Data types are part of the data type hierarchy with the Object data type as the root of the tree with the sole exception being the void type. Depending on their position in the hierarchy, they inherit properties from each other: one type becomes the supertype of another type. An object of a data type can be used anywhere where you can use its super type. For example, you can assign a variable of type Decimal also a value of type Integer, since Integer is a subtype of Decimal. These relationships apply to built-in as well as custom data types in a hierarchy.

Built-in data types create the basic data type hierarchy:

Built-in data type hierarchy

All data types are part of the data type hierarchy with the Object data type as the root of the tree with the sole exception being the void type.

Casting

Casting takes place when you change the type of a value to another type. When "widening" a type, that is changing a value of a subtype to its supertype, the type change occurs automatically. When "narrowing" a type, you need to cast the type explicitly:

<objectName> as <newObjectType>

person as NaturalPerson

You can check the type of an object with the instanceof operator.

Note: Alternatively, you can use the cast() function of the Standard Library, for example, cast(o, type(D))

Object

The Object data type is the super type of all data types and therefore the only data type without a supertype. It is represented by java.lang.Object. Therefore if you want to allow any data type, for example, as a parameter, use the Object data type. It is represented by the java.lang.Object class. All objects can hold the null value.

void

The void type is used as the return value of methods, functions, and closures that do not return any value.

Simple Data Types

Simple data types contain values without further data type structuring.

Binary

Objects of binary data type are typically used to hold binary data when downloading and uploading files, or working over binary database data.

In the Java API, it is represented by com.whitestein.lsps.lang.exec.BinaryHolder.

Binary literals are not supported.

To define the type:

Binary

String

A String holds a sequence of Unicode characters. The data type is implemented by the java.lang.String class.

To define the type:

String

To create an instance:

"Sequence of Unicode characters"

A String can contain special characters defined using their ASCII codes. For example, you can use the ASCII tab code (#9) to have a tab in your String, the line feed character (#10) to insert the end of a line and make a multi-line String, etc., for example:

"This" + #10 + "is" + #10 + "a" + #10 + "multiline" + #10 + "string with "+
"multiple" + #10 + " new lines " + #10 + " which represent " + #10 + "line breaks."
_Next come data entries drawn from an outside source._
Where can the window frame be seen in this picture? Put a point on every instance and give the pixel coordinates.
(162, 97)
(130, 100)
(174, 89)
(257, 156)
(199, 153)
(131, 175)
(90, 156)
To escape characters, use the double-quote (") character:

"This is all one string: ""Welcome to String escaping!"""

To annotate a string that is not to be localized, add the hashtag # sign in front of the string.

#"This is a string value which will not be localized."

The hashtag # sign signalizes that the String is to remain unlocalized and that this was the intention of the developer. Such Strings are excluded from checks of unlocalized Strings.

To create a local variable:

def String s := "My String"

Boolean

Boolean objects hold the values null, true or false. It is implemented by the java.lang.Boolean class.

To define the type:

Boolean

To create an instance:

true

To create a local variable:

def Boolean s := true

The expression def Boolean boolVar := true declares and defines a local variable of type.

Integer

Integer objects hold natural numbers and their negatives. The data type is a subtype of the Decimal type. It is represented by com.whitestein.lsps.lang.Decimal.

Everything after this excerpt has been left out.